Edgar and Selwyn, father and brother, did not want Margaret to go back to New Zealand. It was too far away: the ends of the earth: things had not gone well for her there. If she went back to Frank, who was to say how she would ever afford to get home again? It was not as if her husband was particularly good at keeping even a roof over her head. They were quite right, of course. In March, 1938, shortly before he died, Edgar wrote a brief note to Frieda in California. He has moved house to spare himself the stairs. He gives his new address. ‘There is nothing else in the way of news,’ he writes. ‘Margaret seems stuck in New Zealand, and I wish she wasn’t…’ He hopes that Frieda’s giddiness has stopped. ‘Perhaps the spring will be helpful.’ And then – ‘I have sold some sword guards to a North American and I send you the cheque. You must buy a spring frock with it.’ He finishes, ‘With best love, E.’ It is a poignant letter. He would do better for her if only he could, one reads between the lines, and perhaps even still loves her, only Lois and her pregnancy came between. His obituary in the Telegraph, found yellowed between the pages of his second volume of autobiography, Memories of an Edwardian, reads ‘He was a distinctive craftsman of remarkable personality, whose many friends included practically all the literary men of any note during the past half-century.’ My mother cried when a letter came to us in Christchurch to say he had died, and Jane and I cried to keep her company, though we did not know what we had lost.

But my mother, back in 1931, was not to be dissuaded by family advice.
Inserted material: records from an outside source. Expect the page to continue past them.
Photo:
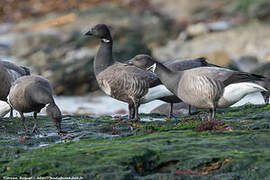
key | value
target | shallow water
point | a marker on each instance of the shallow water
(104, 105)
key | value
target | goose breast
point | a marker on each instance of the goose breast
(124, 82)
(199, 91)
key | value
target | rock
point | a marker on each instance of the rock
(179, 109)
(246, 63)
(260, 10)
(197, 29)
(233, 43)
(262, 70)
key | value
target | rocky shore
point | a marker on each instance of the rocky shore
(236, 147)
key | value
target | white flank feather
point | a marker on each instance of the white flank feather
(4, 108)
(155, 93)
(235, 92)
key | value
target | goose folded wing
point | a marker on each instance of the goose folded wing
(238, 77)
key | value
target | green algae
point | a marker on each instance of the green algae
(114, 148)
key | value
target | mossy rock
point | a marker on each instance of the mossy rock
(114, 148)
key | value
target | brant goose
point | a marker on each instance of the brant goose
(205, 87)
(31, 94)
(122, 81)
(176, 65)
(9, 72)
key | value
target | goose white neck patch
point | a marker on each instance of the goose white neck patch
(153, 67)
(105, 40)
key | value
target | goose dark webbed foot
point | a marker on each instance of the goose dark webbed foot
(35, 130)
(136, 119)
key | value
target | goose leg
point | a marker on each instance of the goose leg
(212, 114)
(130, 111)
(11, 113)
(171, 111)
(265, 97)
(136, 112)
(189, 109)
(35, 128)
(23, 123)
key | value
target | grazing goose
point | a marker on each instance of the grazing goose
(31, 94)
(265, 94)
(9, 72)
(122, 81)
(177, 65)
(205, 87)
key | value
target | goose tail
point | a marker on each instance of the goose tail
(156, 93)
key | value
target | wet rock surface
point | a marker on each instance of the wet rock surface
(106, 147)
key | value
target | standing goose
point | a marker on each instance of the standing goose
(31, 94)
(9, 72)
(206, 87)
(122, 81)
(177, 65)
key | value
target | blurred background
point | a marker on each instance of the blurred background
(47, 36)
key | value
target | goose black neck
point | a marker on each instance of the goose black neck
(103, 58)
(169, 78)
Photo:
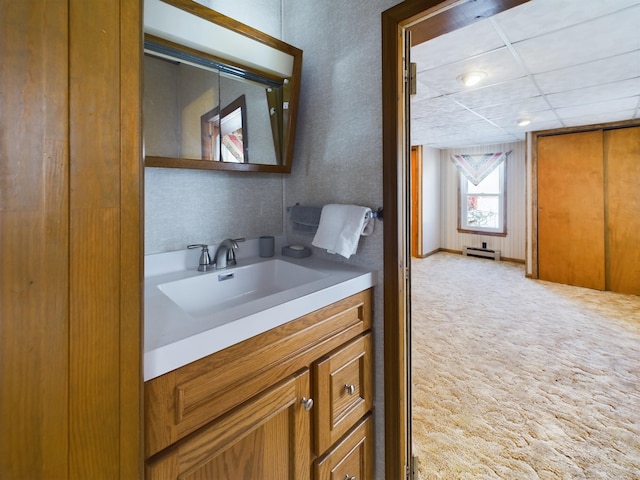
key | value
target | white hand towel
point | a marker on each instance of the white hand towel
(340, 228)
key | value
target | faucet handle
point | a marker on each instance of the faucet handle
(205, 260)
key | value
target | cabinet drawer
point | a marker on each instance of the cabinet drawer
(343, 390)
(351, 458)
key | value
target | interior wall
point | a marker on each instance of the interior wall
(338, 154)
(431, 233)
(513, 245)
(199, 206)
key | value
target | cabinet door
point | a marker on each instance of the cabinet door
(622, 154)
(343, 391)
(266, 438)
(351, 458)
(571, 209)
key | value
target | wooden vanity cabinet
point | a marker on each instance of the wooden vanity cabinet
(248, 441)
(242, 412)
(351, 458)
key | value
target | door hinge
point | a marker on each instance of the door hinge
(413, 78)
(412, 469)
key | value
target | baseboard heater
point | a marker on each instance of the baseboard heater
(481, 252)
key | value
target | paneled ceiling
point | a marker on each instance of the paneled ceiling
(557, 63)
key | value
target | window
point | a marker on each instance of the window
(483, 206)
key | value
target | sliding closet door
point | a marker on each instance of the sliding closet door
(571, 235)
(622, 184)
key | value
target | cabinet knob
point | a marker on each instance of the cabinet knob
(307, 403)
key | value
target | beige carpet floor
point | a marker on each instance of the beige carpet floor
(521, 379)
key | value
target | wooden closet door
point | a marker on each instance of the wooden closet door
(622, 182)
(571, 209)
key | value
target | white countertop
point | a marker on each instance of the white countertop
(173, 338)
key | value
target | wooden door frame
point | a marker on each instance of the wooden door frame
(451, 15)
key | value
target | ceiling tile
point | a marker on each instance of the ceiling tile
(620, 67)
(526, 108)
(584, 56)
(508, 92)
(537, 17)
(586, 42)
(598, 93)
(593, 119)
(466, 42)
(499, 65)
(599, 108)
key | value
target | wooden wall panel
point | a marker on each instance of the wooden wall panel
(33, 240)
(571, 209)
(622, 183)
(131, 241)
(94, 57)
(70, 240)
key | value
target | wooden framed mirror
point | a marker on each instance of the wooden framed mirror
(210, 82)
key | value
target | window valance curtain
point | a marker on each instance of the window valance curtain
(475, 167)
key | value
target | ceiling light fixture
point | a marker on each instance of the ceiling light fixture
(471, 78)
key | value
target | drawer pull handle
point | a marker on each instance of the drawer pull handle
(307, 403)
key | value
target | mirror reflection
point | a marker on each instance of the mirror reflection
(197, 113)
(217, 94)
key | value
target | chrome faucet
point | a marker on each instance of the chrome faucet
(205, 264)
(225, 253)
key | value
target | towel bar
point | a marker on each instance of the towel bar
(374, 213)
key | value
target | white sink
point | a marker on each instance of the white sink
(189, 314)
(222, 289)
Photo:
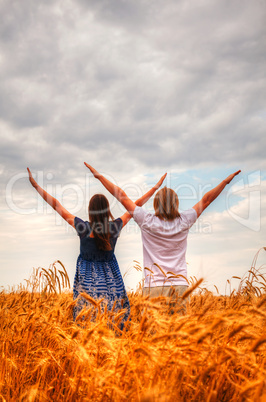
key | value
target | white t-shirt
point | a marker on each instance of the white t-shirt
(165, 244)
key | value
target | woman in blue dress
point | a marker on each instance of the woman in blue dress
(97, 271)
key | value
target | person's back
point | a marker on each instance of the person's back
(164, 245)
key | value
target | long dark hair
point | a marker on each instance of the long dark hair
(166, 204)
(99, 215)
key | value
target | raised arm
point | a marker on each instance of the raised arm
(142, 200)
(210, 196)
(120, 195)
(55, 204)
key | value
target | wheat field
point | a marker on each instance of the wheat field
(216, 352)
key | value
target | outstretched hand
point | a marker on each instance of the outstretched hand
(31, 179)
(231, 176)
(93, 171)
(160, 182)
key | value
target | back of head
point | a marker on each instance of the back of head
(99, 215)
(166, 204)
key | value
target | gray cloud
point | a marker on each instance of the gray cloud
(131, 87)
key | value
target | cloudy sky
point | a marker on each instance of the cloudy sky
(135, 88)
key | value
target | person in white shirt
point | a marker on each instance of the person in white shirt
(164, 236)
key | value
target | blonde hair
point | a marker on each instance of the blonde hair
(166, 204)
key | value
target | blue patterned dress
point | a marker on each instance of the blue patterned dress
(98, 273)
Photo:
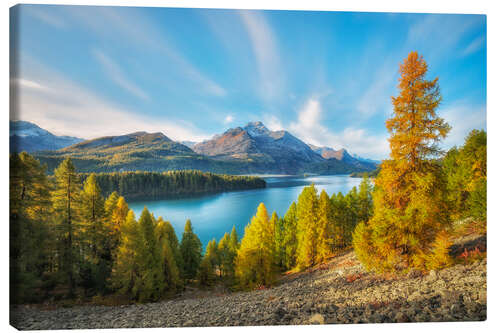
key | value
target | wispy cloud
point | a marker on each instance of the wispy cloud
(439, 34)
(273, 123)
(63, 107)
(377, 97)
(266, 53)
(116, 74)
(114, 24)
(309, 128)
(228, 119)
(44, 15)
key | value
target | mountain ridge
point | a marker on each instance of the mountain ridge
(29, 137)
(251, 149)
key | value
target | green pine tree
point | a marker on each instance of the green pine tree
(191, 252)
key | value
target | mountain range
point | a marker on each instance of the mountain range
(26, 136)
(241, 150)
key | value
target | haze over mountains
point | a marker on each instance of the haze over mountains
(241, 150)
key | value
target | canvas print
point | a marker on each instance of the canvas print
(222, 167)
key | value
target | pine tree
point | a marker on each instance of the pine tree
(307, 228)
(324, 226)
(174, 244)
(151, 282)
(190, 251)
(169, 264)
(226, 257)
(409, 205)
(110, 204)
(256, 255)
(94, 269)
(465, 170)
(235, 241)
(65, 199)
(365, 195)
(31, 233)
(125, 272)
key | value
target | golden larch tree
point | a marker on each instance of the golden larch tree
(409, 205)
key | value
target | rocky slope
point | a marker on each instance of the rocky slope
(276, 151)
(334, 293)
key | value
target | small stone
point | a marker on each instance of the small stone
(317, 319)
(432, 275)
(401, 318)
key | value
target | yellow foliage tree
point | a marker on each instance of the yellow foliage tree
(255, 258)
(409, 205)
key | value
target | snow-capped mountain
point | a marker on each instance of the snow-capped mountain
(26, 136)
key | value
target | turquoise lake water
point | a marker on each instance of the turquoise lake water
(213, 215)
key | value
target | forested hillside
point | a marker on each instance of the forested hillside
(169, 184)
(143, 151)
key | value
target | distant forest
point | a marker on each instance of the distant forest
(143, 184)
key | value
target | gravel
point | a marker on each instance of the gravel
(324, 296)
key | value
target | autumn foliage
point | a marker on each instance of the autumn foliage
(409, 202)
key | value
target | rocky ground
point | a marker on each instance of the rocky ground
(337, 292)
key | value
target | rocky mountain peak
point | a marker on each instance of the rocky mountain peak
(256, 128)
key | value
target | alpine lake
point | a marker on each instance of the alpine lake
(214, 214)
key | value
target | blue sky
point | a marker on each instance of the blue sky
(327, 77)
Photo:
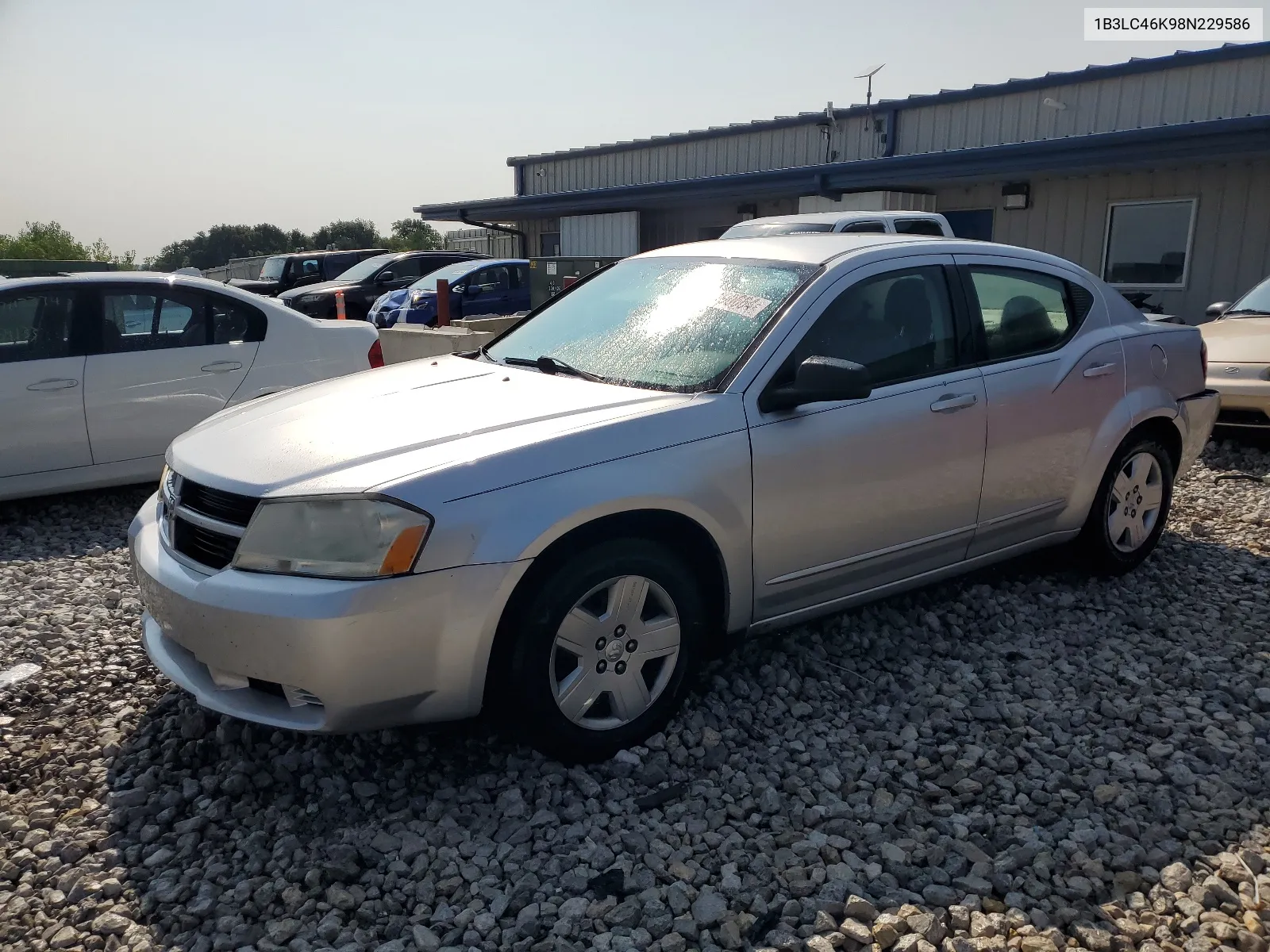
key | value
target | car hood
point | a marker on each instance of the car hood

It was her duty to go back to her husband; she had promised to go back and besides, she loved him. ‘You have no idea,’ she said to me once, ‘what fun your father was in the early days. What light he brought with him into a room.’


She had not given the new land a fair chance, she told Edgar and Selwyn. New Zealand was a better place to bring up children than foggy, smoky London. And besides, things had changed. Her father, old enough to be great-grandfather not father to a new baby, was with a woman not her mother. The good days were over. And as Margaret embarked on the liner which was to carry her back to her unchancy husband, with little Jane clutching her hand and myself at five weeks held against her, and appreciative porters buzzing around with her trunks and cases, she must have felt a certain relief. At least she would not have to stay around to witness the sorry state to which two generations of Free Love and the Life Force had brought her family. To see the shadow of itself which 120 Adelaide Road, once so full of wit, energy and creativity, music and laughter, had become.